Brazil's largest party will decide on Tuesday to break away from President Dilma Rousseff's floundering coalition, party leaders said, sharply raising the odds that the country's first woman president will be impeached amid a corruption scandal.
The fractious Brazilian Democratic Movement Party (PMDB) will decide at its national leadership meeting on the pace of disengagement from the Rousseff administration, in which it holds seven ministerial posts and the vice presidency.
A formal rupture appears inevitable and will increase the isolation of the unpopular Rousseff, freeing PMDB members to vote for her impeachment.
That makes it likely Rousseff will be temporarily suspended from office by Congress as early as May and replaced by Vice President Michel Temer, leader of the PMDB, while the Senate decides if she should be permanently ousted.

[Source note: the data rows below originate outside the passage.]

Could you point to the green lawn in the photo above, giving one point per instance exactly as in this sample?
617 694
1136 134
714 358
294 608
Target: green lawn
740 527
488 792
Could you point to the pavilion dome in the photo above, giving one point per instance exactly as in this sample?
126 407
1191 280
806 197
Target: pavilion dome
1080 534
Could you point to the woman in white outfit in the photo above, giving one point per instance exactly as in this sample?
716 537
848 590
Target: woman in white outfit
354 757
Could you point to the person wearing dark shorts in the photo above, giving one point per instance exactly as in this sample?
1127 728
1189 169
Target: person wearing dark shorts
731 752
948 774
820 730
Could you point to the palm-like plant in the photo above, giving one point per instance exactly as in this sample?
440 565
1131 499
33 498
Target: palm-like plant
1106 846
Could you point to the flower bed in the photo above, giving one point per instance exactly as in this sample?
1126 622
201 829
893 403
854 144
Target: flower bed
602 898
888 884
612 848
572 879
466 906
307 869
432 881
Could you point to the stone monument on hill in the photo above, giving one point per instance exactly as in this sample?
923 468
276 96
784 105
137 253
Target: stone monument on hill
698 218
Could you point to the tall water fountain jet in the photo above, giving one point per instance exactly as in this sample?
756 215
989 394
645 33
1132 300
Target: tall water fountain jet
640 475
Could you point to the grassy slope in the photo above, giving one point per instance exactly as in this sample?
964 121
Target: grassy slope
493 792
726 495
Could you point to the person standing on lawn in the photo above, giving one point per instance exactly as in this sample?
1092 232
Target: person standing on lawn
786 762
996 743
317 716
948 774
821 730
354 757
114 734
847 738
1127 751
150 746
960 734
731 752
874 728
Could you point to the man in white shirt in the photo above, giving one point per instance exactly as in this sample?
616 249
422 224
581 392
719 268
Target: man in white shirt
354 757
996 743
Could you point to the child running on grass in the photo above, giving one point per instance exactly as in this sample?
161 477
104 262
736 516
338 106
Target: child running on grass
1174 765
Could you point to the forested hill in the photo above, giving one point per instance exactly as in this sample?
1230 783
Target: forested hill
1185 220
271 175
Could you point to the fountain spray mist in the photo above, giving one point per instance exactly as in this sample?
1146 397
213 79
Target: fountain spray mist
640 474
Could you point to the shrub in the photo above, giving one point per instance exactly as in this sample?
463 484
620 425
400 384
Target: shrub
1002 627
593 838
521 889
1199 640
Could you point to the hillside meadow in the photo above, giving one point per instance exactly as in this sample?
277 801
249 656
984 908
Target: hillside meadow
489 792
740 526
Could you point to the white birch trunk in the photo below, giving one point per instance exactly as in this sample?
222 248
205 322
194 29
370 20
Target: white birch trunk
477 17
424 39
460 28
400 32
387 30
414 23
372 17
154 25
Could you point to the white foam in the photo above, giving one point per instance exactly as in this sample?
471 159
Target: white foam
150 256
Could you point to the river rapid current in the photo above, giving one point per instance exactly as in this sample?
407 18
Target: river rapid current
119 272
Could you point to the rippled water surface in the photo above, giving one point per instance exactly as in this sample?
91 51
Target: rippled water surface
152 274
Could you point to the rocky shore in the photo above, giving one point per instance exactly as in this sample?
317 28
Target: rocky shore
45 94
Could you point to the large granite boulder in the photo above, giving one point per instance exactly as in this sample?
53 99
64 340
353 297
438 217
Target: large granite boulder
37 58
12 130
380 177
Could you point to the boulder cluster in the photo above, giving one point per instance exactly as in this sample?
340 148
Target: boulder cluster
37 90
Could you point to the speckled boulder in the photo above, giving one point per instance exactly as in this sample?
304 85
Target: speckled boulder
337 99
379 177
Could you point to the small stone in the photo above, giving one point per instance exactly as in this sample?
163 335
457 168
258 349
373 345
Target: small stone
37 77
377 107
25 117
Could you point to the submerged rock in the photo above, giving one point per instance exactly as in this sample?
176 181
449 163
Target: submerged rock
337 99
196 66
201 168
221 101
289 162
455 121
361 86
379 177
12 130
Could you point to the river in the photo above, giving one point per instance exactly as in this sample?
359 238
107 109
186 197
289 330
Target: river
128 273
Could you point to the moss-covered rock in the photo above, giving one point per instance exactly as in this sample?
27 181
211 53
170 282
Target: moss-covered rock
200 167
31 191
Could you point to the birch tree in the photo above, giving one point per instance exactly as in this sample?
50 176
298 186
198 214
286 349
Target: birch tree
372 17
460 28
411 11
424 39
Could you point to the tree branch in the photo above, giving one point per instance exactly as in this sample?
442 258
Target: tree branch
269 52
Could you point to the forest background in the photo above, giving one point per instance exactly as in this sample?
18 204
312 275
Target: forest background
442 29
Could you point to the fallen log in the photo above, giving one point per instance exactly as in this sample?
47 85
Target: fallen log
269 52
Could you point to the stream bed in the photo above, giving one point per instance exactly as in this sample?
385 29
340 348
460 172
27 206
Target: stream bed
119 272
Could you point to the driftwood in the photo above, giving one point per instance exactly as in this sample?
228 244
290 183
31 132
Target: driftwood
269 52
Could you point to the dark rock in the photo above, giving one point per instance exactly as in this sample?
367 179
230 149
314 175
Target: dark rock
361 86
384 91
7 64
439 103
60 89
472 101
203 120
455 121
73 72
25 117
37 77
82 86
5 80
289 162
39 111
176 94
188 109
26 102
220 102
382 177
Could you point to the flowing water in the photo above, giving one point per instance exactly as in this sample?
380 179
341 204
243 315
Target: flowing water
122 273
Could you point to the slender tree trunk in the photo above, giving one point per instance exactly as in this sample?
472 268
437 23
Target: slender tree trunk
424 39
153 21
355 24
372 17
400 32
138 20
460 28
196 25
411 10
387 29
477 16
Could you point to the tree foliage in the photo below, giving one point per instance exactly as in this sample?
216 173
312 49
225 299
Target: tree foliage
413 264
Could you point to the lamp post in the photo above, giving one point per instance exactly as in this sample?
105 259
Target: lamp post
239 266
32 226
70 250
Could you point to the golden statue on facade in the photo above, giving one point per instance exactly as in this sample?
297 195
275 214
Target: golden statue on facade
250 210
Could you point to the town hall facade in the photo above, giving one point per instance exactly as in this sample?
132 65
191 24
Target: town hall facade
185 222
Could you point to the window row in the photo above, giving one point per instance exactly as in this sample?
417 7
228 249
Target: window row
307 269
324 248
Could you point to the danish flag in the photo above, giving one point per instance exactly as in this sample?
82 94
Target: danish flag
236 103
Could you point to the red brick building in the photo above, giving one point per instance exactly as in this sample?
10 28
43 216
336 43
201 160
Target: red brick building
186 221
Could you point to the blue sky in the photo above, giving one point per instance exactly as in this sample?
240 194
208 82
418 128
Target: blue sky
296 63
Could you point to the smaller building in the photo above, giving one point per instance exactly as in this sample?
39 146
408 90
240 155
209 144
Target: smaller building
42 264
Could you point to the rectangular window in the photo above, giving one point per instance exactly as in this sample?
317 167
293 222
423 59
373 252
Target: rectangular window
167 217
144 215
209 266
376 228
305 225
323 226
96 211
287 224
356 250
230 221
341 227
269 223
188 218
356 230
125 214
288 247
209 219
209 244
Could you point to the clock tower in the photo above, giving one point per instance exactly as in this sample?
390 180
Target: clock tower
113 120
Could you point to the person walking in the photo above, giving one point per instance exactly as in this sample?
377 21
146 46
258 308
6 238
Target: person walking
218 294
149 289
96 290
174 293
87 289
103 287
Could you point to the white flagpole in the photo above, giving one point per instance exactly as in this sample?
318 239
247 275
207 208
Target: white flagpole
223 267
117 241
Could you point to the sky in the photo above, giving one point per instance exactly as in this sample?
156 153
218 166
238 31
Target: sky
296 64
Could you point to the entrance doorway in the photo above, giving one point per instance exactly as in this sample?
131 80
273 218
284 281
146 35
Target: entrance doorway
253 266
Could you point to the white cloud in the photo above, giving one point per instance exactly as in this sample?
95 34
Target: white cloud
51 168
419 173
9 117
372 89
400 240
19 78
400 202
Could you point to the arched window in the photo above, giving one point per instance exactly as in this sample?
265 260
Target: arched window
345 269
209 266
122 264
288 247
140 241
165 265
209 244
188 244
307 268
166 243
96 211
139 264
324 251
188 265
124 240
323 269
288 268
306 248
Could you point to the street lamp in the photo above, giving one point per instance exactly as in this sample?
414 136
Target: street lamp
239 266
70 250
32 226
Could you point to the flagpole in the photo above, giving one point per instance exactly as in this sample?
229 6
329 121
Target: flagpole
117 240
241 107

In the first step toward an imminent rupture, Tourism Minister Henrique Eduardo Alves, a PMDB leader and former speaker of the lower house of Congress, announced on Monday he was resigning from Rousseff's cabinet. "Dialogue, I regret to say, has been exhausted," Alves said in his resignation letter to Rousseff.
Temer aides said the vice president is ready to take over and move fast to restore business confidence in Brazil, in an effort to pull the economy out of a tailspin. Brazilian media reported over the weekend that a team of Temer aides is drawing up a plan for his first weeks as president.